Inverse Functions: Arcsecant (Part 26)

We now turn to a little-taught and perhaps controversial inverse function: arcsecant. As we’ve seen throughout this series, the domain of this inverse function must be chosen so that the graph of $y = \sec x$ satisfies the horizontal line test. It turns out that the choice of domain has surprising consequences that are almost unforeseeable using only the tools of Precalculus.
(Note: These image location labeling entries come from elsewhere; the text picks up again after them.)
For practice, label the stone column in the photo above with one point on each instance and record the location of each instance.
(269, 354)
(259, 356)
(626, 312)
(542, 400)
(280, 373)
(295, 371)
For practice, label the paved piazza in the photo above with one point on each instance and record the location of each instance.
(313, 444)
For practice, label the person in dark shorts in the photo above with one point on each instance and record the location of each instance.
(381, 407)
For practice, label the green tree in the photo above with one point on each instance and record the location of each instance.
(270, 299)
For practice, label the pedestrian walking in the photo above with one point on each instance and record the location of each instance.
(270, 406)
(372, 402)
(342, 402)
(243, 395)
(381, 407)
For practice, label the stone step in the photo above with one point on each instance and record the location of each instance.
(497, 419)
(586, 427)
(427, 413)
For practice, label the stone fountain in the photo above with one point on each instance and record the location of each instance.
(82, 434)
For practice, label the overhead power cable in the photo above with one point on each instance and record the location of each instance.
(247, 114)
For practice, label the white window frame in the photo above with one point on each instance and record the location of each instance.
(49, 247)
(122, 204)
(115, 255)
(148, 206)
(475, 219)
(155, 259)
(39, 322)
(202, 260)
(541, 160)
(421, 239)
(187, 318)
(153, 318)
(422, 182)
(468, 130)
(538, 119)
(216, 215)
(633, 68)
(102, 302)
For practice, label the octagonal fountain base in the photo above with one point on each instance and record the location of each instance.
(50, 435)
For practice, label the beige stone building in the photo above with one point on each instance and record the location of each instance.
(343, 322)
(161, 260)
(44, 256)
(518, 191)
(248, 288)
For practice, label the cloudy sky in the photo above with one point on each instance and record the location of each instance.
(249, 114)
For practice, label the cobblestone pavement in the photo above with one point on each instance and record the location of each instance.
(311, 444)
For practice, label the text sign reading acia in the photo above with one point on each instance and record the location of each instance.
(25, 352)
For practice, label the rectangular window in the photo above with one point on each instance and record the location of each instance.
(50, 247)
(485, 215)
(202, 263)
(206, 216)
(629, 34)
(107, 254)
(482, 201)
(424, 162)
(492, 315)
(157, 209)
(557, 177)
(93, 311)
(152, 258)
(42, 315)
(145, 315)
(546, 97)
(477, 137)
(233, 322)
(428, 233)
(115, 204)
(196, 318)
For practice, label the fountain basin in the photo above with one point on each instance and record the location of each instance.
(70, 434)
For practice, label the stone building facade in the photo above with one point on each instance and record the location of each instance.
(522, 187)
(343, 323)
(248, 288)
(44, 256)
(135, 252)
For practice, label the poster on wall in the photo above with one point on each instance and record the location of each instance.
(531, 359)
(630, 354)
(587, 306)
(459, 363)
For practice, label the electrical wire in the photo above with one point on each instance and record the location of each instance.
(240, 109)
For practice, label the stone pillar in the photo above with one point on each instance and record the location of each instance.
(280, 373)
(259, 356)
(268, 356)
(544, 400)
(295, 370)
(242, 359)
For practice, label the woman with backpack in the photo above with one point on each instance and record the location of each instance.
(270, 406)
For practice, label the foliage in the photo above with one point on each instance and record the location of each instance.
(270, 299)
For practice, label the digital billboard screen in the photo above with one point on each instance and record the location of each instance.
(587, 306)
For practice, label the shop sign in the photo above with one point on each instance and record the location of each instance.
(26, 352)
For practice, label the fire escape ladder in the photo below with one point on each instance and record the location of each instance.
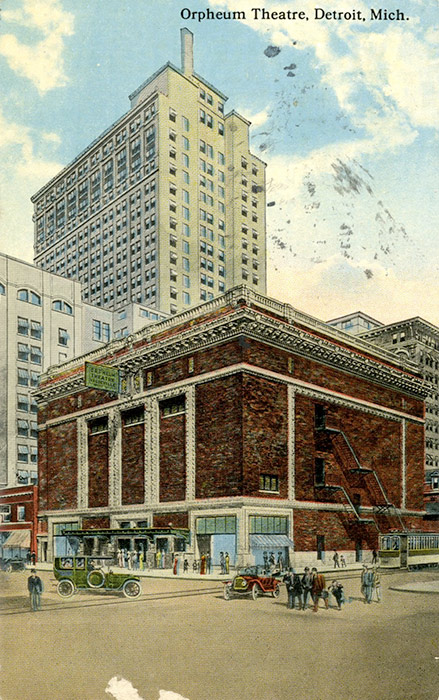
(334, 487)
(386, 508)
(349, 458)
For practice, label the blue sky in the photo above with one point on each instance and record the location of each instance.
(344, 113)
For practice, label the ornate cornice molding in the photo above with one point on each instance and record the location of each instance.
(258, 326)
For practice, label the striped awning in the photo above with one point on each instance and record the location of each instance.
(270, 541)
(18, 538)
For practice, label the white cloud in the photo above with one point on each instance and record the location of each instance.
(257, 119)
(121, 689)
(24, 170)
(396, 67)
(41, 62)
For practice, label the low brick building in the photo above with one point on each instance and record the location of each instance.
(255, 426)
(18, 522)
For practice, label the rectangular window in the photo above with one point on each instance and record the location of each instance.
(97, 332)
(319, 471)
(22, 326)
(268, 525)
(22, 402)
(23, 352)
(23, 377)
(22, 428)
(268, 482)
(63, 337)
(23, 453)
(36, 330)
(170, 407)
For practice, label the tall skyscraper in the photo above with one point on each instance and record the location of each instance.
(166, 207)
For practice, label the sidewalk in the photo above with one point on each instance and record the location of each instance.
(418, 587)
(215, 576)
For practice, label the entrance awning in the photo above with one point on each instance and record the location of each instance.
(270, 541)
(18, 538)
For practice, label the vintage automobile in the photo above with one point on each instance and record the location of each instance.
(75, 573)
(251, 581)
(9, 564)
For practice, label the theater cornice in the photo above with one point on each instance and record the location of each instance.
(254, 324)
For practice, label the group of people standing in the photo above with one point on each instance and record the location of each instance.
(133, 559)
(311, 586)
(370, 583)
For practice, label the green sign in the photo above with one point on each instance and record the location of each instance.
(102, 377)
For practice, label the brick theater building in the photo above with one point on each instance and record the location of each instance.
(245, 426)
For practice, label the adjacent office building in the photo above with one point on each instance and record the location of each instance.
(418, 341)
(166, 207)
(44, 323)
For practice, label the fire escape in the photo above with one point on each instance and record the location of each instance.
(352, 475)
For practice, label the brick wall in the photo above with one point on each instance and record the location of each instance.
(340, 530)
(95, 523)
(173, 458)
(265, 435)
(58, 467)
(133, 460)
(177, 520)
(219, 438)
(98, 470)
(376, 443)
(415, 446)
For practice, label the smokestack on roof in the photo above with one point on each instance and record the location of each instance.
(187, 51)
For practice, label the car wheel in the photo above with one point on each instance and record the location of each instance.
(131, 589)
(65, 588)
(276, 592)
(256, 591)
(96, 579)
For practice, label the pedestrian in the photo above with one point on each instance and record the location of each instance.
(363, 571)
(203, 564)
(280, 561)
(222, 563)
(265, 557)
(336, 588)
(319, 590)
(374, 557)
(377, 584)
(307, 580)
(294, 589)
(35, 588)
(368, 579)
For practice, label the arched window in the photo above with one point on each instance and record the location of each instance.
(29, 296)
(63, 306)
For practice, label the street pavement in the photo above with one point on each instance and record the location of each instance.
(182, 636)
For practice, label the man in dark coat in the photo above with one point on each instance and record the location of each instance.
(294, 589)
(35, 588)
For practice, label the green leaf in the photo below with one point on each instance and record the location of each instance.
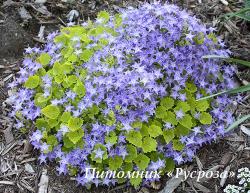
(148, 144)
(132, 153)
(67, 143)
(75, 123)
(180, 130)
(135, 181)
(184, 106)
(167, 102)
(205, 118)
(111, 138)
(32, 82)
(232, 91)
(170, 117)
(160, 112)
(40, 100)
(127, 166)
(186, 121)
(177, 145)
(202, 105)
(51, 140)
(65, 117)
(137, 124)
(238, 122)
(190, 87)
(134, 138)
(144, 130)
(154, 130)
(103, 15)
(44, 59)
(52, 123)
(170, 164)
(115, 163)
(142, 161)
(51, 111)
(41, 123)
(168, 135)
(75, 136)
(86, 55)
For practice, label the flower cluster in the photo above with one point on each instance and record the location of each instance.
(244, 182)
(121, 93)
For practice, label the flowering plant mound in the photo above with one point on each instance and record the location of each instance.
(244, 182)
(120, 93)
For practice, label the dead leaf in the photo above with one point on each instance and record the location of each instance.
(24, 14)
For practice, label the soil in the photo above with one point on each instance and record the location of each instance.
(16, 155)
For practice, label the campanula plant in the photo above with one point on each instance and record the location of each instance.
(120, 93)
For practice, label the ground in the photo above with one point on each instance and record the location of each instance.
(20, 23)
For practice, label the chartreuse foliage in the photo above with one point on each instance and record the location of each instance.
(101, 96)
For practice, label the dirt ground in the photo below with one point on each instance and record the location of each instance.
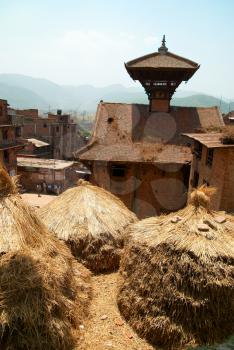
(106, 329)
(35, 201)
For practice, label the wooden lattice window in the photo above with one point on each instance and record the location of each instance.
(209, 157)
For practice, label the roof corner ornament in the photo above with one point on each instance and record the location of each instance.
(163, 48)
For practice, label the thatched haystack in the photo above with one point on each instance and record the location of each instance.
(92, 222)
(178, 276)
(44, 292)
(227, 137)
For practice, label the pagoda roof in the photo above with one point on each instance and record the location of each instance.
(161, 65)
(158, 60)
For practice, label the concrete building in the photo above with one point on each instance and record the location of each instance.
(58, 130)
(137, 151)
(10, 137)
(213, 165)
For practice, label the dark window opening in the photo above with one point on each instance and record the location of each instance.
(206, 183)
(186, 175)
(209, 157)
(195, 179)
(5, 135)
(110, 120)
(18, 132)
(6, 156)
(118, 170)
(198, 150)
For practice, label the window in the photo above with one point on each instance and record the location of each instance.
(209, 157)
(118, 170)
(6, 157)
(110, 120)
(18, 132)
(206, 183)
(198, 150)
(195, 179)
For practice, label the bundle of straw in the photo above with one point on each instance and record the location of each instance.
(92, 222)
(178, 276)
(44, 292)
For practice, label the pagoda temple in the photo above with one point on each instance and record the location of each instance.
(137, 151)
(160, 73)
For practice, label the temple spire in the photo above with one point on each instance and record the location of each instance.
(163, 48)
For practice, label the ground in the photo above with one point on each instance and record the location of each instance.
(35, 201)
(106, 329)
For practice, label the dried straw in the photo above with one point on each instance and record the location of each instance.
(178, 276)
(92, 222)
(227, 137)
(44, 292)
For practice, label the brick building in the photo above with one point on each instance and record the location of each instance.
(58, 130)
(213, 165)
(36, 148)
(10, 133)
(53, 173)
(137, 151)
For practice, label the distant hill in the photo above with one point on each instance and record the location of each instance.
(28, 92)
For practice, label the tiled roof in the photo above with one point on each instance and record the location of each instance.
(43, 163)
(128, 132)
(210, 140)
(151, 153)
(166, 60)
(38, 143)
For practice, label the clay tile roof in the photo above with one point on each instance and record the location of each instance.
(210, 140)
(43, 163)
(38, 143)
(157, 60)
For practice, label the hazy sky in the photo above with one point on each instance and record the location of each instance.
(87, 42)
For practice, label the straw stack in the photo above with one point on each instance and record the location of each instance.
(178, 276)
(92, 222)
(44, 292)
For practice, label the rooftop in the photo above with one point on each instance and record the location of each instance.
(38, 143)
(162, 60)
(210, 140)
(43, 163)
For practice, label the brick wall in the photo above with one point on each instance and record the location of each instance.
(146, 189)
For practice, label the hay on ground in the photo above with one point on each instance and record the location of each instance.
(178, 276)
(92, 222)
(227, 137)
(44, 292)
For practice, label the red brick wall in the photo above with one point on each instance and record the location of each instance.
(146, 189)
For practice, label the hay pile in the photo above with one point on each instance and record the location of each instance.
(92, 222)
(227, 137)
(178, 276)
(44, 292)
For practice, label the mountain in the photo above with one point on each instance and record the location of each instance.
(27, 92)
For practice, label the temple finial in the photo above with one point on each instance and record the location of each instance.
(163, 48)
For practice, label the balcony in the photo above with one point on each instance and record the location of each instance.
(6, 144)
(16, 120)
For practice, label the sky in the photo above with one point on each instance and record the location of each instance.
(76, 42)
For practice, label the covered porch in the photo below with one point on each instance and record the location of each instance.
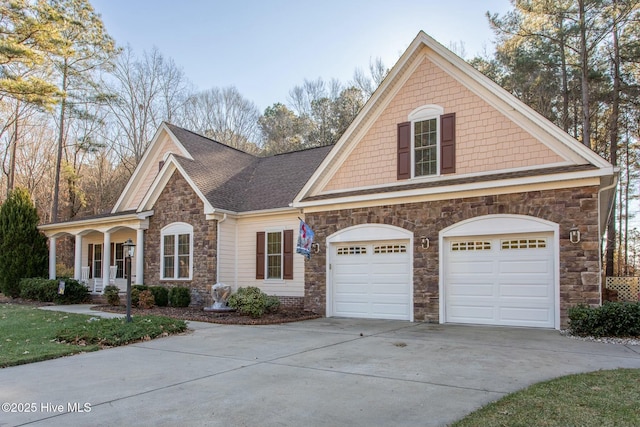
(99, 258)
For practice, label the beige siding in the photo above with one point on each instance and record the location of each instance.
(165, 146)
(486, 140)
(227, 252)
(247, 229)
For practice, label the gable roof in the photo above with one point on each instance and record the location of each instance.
(231, 180)
(566, 147)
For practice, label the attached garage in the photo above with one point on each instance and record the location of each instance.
(370, 278)
(499, 279)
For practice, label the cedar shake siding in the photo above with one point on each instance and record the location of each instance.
(579, 264)
(179, 203)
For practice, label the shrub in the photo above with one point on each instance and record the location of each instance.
(179, 296)
(63, 271)
(160, 295)
(23, 248)
(74, 293)
(112, 293)
(146, 300)
(38, 289)
(612, 319)
(135, 294)
(253, 302)
(45, 290)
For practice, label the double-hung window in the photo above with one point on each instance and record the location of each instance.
(425, 147)
(177, 251)
(274, 255)
(426, 143)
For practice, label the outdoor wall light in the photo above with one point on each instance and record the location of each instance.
(574, 235)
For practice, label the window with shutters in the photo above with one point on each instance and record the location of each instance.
(274, 255)
(426, 143)
(176, 257)
(425, 147)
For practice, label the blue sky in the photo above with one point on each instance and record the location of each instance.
(265, 48)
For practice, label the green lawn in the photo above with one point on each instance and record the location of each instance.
(598, 399)
(28, 334)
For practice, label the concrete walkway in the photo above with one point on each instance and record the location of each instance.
(323, 372)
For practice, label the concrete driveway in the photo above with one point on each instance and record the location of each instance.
(324, 372)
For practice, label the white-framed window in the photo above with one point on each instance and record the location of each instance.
(274, 254)
(176, 251)
(118, 251)
(425, 140)
(96, 260)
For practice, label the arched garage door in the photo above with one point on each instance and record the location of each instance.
(500, 279)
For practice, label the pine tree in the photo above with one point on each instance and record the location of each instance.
(23, 248)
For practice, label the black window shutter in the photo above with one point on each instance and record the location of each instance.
(260, 247)
(448, 143)
(404, 150)
(288, 255)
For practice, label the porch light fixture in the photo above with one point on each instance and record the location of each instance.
(574, 235)
(129, 249)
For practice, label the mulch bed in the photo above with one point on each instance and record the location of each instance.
(283, 315)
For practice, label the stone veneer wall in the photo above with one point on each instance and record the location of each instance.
(179, 203)
(579, 263)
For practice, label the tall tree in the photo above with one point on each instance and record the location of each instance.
(87, 48)
(139, 94)
(581, 39)
(29, 33)
(225, 116)
(369, 83)
(23, 248)
(281, 129)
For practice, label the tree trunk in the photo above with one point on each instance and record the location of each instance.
(613, 147)
(584, 59)
(565, 84)
(12, 152)
(56, 184)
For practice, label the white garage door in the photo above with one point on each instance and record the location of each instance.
(371, 280)
(500, 280)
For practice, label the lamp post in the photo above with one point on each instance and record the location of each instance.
(129, 249)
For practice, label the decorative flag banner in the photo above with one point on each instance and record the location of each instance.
(305, 239)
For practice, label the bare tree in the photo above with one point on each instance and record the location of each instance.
(368, 83)
(225, 116)
(140, 94)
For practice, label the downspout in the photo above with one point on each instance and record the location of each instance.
(220, 221)
(600, 191)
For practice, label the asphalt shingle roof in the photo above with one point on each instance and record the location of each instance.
(237, 181)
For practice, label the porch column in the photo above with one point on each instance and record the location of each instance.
(106, 259)
(77, 266)
(139, 256)
(52, 258)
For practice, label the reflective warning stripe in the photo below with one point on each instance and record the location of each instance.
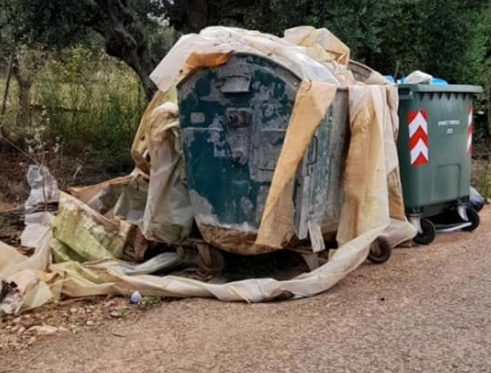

The standard definition of $y = \sec^{-1} x$ uses the interval $[0,\pi]$ — or, more precisely, $[0,\pi/2) \cup (\pi/2, \pi]$ to avoid the vertical asymptote at $x = \pi/2$. This portion of the graph of $y = \sec x$ satisfies the horizontal line test and, conveniently, matches almost perfectly the domain of $y = \cos^{-1} x$. This is perhaps not surprising since, when both are defined, $\cos x$ and $\sec x$ are reciprocals. Since this range of $\sec^{-1} x$ matches that of $\cos^{-1} x$, we have the convenient identity $\sec^{-1} x = \cos^{-1} \left( \displaystyle \frac{1}{x} \right)$

To see why this works, let’s examine the right triangle below. Notice that $\cos \theta = \displaystyle \frac{x}{1} \qquad \Longrightarrow \qquad \theta = \cos^{-1} x$.

Also, $\sec\theta = \displaystyle \frac{1}{x} \qquad \Longrightarrow \qquad \theta = \cos^{-1} \left( \displaystyle \frac{1}{x} \right)$.

This argument provides the justification for $0 < \theta < \pi/2$ — that is, for $x > 1$ — but it still works for $x = 1$ and $x \le -1$.

So this seems like the most natural definition in the world for $\sec^{-1} x$. Unfortunately, there are consequences for this choice in calculus, as we’ll see in tomorrow’s post.